Monday, September 6, 2010

Wisdom

After I mused about work/life balance to my virtual mom's group (without whom I would not be able to function), my daughter's godmother and mother of my godson sent along this fantastic passage from "Let The Baby Drive" by Lou Hanessian.  It's pretty amazing:
The focus shifts from whether I will work again (or whether someone out there thinks I'm worth hiring), to how I want to work, why I want to work, and what I want to do.  Maybe I want to invent something, write a children's book, open a restaurant, design an educational toy, work with parents and children.  This isn't about "having it all."  It's about making a life, not a living, as my old friend Robert used to say.

Now, therein lies an identity.  Not in the task, the title, or the assignment, but in the full investigation of our mixed emotions at every crossroads until, detour by detour, we discover the path to our true self.  

My ambivalence has nothing to do with how much I love my child.  It's not that I wish for another life or even regret the road taken, but rather that I am coming to understand the staggering complexity of our needs.  This is much deeper than a mere choice between home or the workplace.

Before motherhood, I measured my growth by my earnings, my outcome by my income.  But on the most successful day in my career, I still never felt like I had truly made a difference.  The most prestigious position I have held never once made me feel as though I was part of a larger whole.  I never felt eternity as a professional.  I never suffered the shameful despair of wanting to quit and the itchy panic of knowing I could not take a tidy little leave of absence or change jobs altogether.  I never felt the permanence of being loved.  I never cared so much how somebody else was feeling.  I never prayed for someone else first.

Sometimes, though, I am wistful, yearning for a time when I felt important in the eyes of others.  Then I remind myself that I have never been more important than in the eyes of this small boy.  And I was never as important at the office as I might have liked to believe.  
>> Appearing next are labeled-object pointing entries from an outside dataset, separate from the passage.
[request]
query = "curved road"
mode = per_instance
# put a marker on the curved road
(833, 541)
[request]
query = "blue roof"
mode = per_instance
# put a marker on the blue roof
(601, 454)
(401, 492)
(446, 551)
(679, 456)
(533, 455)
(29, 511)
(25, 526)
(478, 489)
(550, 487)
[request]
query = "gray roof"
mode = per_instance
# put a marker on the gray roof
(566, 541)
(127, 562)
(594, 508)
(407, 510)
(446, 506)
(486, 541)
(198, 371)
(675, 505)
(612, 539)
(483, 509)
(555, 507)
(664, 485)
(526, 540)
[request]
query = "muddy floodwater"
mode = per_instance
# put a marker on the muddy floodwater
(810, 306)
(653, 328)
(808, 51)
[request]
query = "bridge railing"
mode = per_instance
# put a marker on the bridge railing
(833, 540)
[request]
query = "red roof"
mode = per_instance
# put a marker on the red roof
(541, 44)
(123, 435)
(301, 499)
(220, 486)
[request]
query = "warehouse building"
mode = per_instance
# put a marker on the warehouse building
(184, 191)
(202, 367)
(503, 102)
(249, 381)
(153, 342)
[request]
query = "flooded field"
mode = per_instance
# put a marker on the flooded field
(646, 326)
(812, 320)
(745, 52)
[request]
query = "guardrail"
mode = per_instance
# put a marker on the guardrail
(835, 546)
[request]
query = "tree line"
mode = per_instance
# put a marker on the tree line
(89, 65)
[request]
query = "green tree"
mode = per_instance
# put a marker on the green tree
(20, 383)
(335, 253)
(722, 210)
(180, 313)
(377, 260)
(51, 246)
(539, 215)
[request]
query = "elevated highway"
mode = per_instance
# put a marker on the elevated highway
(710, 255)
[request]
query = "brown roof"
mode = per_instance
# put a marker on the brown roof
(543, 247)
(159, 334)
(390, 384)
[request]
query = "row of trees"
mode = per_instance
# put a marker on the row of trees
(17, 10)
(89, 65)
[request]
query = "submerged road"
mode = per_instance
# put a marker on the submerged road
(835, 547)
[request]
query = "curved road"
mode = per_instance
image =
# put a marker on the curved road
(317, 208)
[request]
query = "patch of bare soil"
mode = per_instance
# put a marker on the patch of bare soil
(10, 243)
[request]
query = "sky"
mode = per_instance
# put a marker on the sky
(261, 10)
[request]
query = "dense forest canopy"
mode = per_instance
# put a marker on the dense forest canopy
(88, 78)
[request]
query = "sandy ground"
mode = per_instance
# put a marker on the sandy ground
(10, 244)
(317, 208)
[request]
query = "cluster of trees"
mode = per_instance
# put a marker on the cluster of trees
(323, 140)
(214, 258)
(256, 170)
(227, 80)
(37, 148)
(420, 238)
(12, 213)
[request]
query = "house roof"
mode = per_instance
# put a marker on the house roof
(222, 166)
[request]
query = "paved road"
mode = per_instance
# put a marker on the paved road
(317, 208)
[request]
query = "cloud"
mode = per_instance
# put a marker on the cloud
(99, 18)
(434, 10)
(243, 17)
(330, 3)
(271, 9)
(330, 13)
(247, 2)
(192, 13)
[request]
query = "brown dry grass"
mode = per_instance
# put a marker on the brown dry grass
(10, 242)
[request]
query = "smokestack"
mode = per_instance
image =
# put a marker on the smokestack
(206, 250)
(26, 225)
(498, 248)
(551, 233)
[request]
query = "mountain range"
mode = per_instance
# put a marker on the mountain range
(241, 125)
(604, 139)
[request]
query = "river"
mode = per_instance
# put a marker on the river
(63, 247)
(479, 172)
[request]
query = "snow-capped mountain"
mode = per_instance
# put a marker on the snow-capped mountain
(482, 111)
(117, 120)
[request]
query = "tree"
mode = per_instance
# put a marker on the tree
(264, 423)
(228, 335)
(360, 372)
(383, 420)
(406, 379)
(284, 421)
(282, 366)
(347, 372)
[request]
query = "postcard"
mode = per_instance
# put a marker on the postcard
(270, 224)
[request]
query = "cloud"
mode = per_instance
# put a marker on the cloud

Looking at my life before and after baby-at labor before and after delivery - I realize now that being a mother has given me an opportunity that I never had in the sixteen years I worked before I had a baby: a chance to connect.  To commit.  To confront myself.  To learn how to give without regret and receive without apology.  To separate identity from image, and be accountable for whom I am, not just what I do.
 Now, I have had days at work where I felt like I made a difference.  But what rings truest for me here is the notion that simply placing work and home in front of women as the two factors to be balanced is really a narrow view.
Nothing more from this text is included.